Compassion and respect for patients are universal practices.
In an overlooked corner room of Webuye County Hospital in western Kenya, I am seeing patients with Dr. Hussein Elias in clinic as part of his third-year residency outpatient rotation. A fifth-generation Kenyan who completed medical school in Russia (after only a few months of intensive Russian classes), he maintains an infectious enthusiasm for his work despite the many anxious and ill-appearing patients waiting to see him.
As is common in Kenya, Hussein worked for several years as a general practitioner in various settings around the country after his internship year, before he decided his career was “stagnating” and chose to pursue his family medicine residency (Master of Medicine degree) at Moi University. As the only residency based at this rural community hospital, Hussein and his co-residents manage complex cases every day across the clinics, wards, and operating rooms using limited and unpredictable resources.

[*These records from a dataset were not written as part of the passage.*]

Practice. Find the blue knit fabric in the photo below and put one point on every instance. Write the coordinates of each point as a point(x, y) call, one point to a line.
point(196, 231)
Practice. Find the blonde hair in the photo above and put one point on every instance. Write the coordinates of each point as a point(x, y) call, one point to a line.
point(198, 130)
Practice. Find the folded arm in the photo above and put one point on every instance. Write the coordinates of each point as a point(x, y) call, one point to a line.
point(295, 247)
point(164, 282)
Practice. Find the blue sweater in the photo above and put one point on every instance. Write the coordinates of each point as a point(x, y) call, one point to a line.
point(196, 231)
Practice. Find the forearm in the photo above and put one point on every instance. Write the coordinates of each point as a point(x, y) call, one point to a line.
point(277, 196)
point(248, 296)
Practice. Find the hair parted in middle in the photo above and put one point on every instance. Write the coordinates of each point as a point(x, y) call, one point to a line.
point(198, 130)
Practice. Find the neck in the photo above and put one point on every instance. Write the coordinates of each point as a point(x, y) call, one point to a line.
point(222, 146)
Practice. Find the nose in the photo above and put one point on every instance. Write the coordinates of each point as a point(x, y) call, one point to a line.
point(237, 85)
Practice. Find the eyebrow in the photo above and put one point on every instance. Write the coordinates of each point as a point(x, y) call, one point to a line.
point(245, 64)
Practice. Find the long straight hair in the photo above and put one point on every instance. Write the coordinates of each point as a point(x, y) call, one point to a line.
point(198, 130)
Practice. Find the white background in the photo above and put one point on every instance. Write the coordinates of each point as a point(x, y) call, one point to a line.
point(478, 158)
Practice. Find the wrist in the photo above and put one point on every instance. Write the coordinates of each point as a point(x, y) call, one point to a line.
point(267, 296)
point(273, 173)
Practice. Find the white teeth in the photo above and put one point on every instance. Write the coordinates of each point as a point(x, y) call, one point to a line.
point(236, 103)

I am privileged to be in Webuye working with my Kenyan family medicine resident counterparts as part of the AMPATH (Academic Model Providing Access to Healthcare) consortium—an almost-three-decade-old partnership among Moi University School of Medicine, Brown University, and several other North American institutions that work together to deliver health services, conduct health research, and develop health care leaders in North America and Africa. This collaboration has provided a transformative experience for Brown trainees. Despite the confidence gained in my clinical skills back home with each year of residency, seeing patients with Hussein in his clinic is a humbling opportunity to reflect on my own practice.
Our next patient is a 53-year-old female with stage III cervical cancer here for follow-up. Her prognosis is poor, despite several rounds of chemotherapy in neighboring Uganda, made possible by selling her only piece of land. With low rates of cervical cancer screening and awareness, the disease ranks as the most frequent cancer among women in Kenya, and survival rates are generally low because by the time many women see a doctor, the disease has advanced. Hussein is acutely aware of her dire situation, yet his eyes light up in anticipation when her paper chart is handed to him.
Earlier this year, Hussein’s program director chose him to head the hospital’s fledgling hospice and palliative care program. With no hospice facility in the county and only one dedicated staff nurse, this was not an easy task. He quickly realized the significant need for palliative care in the hospital’s catchment, and through his own initiative he applied for and received a grant to train health care workers across the county to improve awareness and create linkage to care.
Hussein steps out to invite the patient, accompanied by several family members, into his office. She appears frail but smiles warmly as she takes a seat. He greets her affectionately in Swahili. At the last visit, she had learned for the first time about the terminal nature of her illness. Hussein tells me she was upset but also relieved to find out she could choose to continue aggressive treatment or not. She returned today with her family to meet the doctor who was honest with her and helped bring some happiness to her life again.
Many thousands of miles away from my own clinic, I am reminded how some moments in medicine seem to transcend all borders.